MD of Willow Creek council has concerns about funding for a local transportation society, medical first response units, and physician recruitment and retention.

Council recently expressed those concerns to the MLA for Livingstone-Macleod.

MLA Roger Reid appeared as a delegation at council’s Aug. 12 meeting.

Reeve Maryanne Sandberg worked through a list of health care issues.

Transportation society

The Claresholm and District Transportation Society, which transports seniors and people with disabilities to medical appointments, has had challenges with funding.

It has been used in the past for transferring patients to free ambulances from this work, and would like to do more.

Reid said he has met twice with the society and realizes it needs operating funding, not capital funding.

Reid supports the society being utilized for transfers instead of ambulances, and will continue to have discussions with Alberta Health.

First response units

Sandberg asked about the medical response units, which are all but ambulances in name.

With changes in government regulations Sandberg asked if the units will now be utilized as they were initially intended.

“I’m happy to work with you to get that in front of the right people and get that fixed,” Reid said.

Physician recruitment, retention

Sandberg said there are concerns over the Claresholm area now needing two doctors.

Reid said he shares those concerns, noting that he lives in Claresholm but his family doctor is in Calgary because he cannot see one in Claresholm.
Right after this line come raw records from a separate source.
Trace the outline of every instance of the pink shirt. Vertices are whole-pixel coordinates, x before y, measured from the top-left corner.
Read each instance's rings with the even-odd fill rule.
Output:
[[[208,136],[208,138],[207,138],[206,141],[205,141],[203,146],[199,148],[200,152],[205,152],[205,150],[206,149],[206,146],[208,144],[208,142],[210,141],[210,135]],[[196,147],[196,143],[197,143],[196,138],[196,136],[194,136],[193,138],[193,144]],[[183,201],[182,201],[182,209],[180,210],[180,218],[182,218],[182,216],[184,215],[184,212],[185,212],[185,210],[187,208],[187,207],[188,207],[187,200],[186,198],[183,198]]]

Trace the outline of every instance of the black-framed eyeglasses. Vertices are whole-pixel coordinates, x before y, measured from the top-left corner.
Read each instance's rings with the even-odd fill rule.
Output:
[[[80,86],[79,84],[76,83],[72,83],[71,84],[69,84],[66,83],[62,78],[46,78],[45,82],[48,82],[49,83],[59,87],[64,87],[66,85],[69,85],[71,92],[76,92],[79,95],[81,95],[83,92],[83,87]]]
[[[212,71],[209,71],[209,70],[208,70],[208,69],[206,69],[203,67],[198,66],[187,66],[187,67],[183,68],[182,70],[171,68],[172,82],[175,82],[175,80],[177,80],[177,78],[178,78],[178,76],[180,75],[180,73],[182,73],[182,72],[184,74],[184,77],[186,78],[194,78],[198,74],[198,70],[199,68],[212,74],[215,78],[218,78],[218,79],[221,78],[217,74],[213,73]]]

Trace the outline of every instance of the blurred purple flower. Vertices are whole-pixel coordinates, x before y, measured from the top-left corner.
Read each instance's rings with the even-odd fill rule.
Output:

Reid said he is trying to help the ministry of health understand rural medicine, and how important having a full contingency of doctors is.

However, Reid pointed out that physician compensation is a $5.4-billion line item in the provincial budget.

That translates to 10 per cent of the entire budget paying less than one per cent of the population, that is the 11,000 doctors in Alberta.

“We’ve got to find a compensation model that is sustainable,” Reid said.

“There is a strong voice for rural health in Edmonton,” Reid added.

Reid also noted if the province does not get its spending under control, rural health care will be the first casualty.

Coun. Glen Alm cautioned Reid that if an area loses doctors, then it can lose its hospital, and that creates an even bigger reliance on ambulances.

Reid acknowledged that.

Emergency dispatch

Coun. Ian Sundquist asked about the closure of emergency dispatch in Lethbridge and its consolidation with the province-wide system.

Sundquist suggested the government get back to smaller dispatch centres, adding he has real concerns over Lethbridge because of the loss of local knowledge of the service area.

Sundquist said the province should be looking at hacking up the big system into smaller centres not the other way around.

Reid agreed, noting he has experienced difficulties personally getting a patient transported by ambulance literally across the street to the hospital.

Reid said he would be talking to Alberta Health the following Monday.

“This is another one we’ll be going to the mat for in the fall,” Reid said.